India's Fertilizer Subsidy Regime Nutrient-Based Subsidy (NBS) scheme; fiscal burden amplified by gas price volatility.
Strait of Hormuz & Chokepoints Geography of energy security; ~20% global oil transits here; India's exposure.
India's Energy Transition — Green Hydrogen Mission Long-term structural hedge against oil dependence.
RBI's Monetary Policy Framework How supply-side (cost-push) inflation limits RBI rate-cut space; MPC mandate.
India's Current Account Deficit (CAD) Management Oil import bill → trade deficit → rupee pressure → capital flow dynamics.
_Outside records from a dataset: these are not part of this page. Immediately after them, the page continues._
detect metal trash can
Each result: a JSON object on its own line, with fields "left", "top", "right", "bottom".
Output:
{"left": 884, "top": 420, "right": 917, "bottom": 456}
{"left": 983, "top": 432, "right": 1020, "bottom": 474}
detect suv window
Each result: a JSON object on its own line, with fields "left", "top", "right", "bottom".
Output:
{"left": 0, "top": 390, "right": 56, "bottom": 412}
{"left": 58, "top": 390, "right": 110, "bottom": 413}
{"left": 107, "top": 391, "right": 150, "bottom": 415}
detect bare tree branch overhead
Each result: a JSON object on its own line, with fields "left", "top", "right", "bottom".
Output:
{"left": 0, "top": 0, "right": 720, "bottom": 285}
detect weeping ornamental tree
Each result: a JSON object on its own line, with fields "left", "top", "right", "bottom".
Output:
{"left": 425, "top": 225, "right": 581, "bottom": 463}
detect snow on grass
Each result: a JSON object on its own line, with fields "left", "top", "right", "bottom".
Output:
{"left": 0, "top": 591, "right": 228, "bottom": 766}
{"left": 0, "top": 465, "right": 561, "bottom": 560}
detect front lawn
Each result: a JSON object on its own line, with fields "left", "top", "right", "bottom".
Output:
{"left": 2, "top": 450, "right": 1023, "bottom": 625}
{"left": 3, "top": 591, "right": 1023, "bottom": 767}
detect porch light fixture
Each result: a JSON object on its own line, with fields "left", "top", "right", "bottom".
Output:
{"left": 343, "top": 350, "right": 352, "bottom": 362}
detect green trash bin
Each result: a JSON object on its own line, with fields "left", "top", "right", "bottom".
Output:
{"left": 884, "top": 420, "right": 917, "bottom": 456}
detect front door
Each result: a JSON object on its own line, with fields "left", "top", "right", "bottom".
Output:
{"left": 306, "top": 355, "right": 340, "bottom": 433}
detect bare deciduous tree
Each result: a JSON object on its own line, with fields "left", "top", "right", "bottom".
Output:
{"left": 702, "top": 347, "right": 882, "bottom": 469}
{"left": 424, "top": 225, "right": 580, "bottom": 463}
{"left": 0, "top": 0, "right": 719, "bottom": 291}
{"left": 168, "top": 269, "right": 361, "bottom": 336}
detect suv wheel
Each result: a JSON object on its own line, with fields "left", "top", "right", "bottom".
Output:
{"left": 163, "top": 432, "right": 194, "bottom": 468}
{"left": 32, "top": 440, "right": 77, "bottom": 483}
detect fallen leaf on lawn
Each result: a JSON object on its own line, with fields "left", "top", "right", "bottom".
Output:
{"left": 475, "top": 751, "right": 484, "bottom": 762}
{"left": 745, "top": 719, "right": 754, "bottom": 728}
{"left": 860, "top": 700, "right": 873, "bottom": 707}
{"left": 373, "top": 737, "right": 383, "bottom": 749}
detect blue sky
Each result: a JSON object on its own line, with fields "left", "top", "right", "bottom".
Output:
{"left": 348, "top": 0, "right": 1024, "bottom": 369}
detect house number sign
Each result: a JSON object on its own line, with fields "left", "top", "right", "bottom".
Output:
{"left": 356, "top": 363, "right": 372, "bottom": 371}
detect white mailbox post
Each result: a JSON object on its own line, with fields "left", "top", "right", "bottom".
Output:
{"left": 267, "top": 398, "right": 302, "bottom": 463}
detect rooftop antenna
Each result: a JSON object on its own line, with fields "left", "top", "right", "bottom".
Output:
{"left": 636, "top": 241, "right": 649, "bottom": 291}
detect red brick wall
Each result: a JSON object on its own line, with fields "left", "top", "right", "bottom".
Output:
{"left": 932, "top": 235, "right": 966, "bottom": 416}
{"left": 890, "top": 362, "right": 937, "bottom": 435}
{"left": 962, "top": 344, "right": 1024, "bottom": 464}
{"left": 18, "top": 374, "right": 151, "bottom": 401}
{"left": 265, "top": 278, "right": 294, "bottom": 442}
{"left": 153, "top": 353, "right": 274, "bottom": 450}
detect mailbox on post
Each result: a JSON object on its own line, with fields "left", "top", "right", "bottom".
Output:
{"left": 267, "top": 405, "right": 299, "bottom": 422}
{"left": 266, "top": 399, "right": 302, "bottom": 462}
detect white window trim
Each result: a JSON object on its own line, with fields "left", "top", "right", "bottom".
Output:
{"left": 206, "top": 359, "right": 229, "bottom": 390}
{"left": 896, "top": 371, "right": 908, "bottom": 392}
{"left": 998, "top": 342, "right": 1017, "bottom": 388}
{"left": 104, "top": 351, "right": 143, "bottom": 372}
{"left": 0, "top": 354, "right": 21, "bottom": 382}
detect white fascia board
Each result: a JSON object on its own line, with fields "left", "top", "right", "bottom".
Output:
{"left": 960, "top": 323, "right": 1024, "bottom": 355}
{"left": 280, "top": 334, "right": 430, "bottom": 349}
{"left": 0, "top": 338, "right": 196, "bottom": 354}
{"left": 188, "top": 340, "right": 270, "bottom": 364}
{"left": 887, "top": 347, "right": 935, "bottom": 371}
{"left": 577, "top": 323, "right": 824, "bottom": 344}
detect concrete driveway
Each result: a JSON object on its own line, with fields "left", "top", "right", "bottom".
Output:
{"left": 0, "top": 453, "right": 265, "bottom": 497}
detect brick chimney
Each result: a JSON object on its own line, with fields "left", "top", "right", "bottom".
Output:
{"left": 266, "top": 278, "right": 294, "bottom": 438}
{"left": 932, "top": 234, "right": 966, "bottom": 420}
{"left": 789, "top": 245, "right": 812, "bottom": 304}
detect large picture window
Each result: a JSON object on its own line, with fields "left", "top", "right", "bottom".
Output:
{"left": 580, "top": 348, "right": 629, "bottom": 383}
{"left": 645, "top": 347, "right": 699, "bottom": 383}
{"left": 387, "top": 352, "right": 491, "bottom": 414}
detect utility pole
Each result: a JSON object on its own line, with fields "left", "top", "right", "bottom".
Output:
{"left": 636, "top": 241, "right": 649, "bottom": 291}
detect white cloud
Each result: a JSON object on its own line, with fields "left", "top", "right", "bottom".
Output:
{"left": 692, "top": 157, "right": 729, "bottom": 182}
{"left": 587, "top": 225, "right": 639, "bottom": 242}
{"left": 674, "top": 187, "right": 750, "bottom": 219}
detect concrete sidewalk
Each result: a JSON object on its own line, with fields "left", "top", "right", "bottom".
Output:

PM Urja Ganga / City Gas Distribution Domestic natural gas infrastructure — reduces import dependence partially.

10. Common Errors / Trap Areas

  1. "India imports 90% of crude from the Middle East"WRONG. India imports ~90% of its total crude requirement (import dependence ratio). The Middle East's share is ~45% of those imports. Confusing the two is a classic trap.
  2. Conflating EY's GDP estimate with IMF/World Bank figures — EY said "~1 pp erosion from baseline"; World Bank independently gave a 6.6% FY27 projection. These are complementary, not identical claims.
  3. Fertilizer ministry confusion — Fertilizers fall under Ministry of Chemicals & Fertilizers, NOT the Ministry of Agriculture (which handles agricultural policy broadly).
  4. "Retail inflation" vs. "WPI inflation" — EY's 1.5 pp estimate refers to retail (CPI) inflation, which is the RBI's mandate target. Do not substitute WPI here.
  5. Strait of Hormuz vs. Bab-el-Mandeb — Red Sea Houthi crisis affects Bab-el-Mandeb; Iran scenario affects Strait of Hormuz. These are distinct chokepoints with different import exposure profiles for India. Conflating them in an answer loses marks.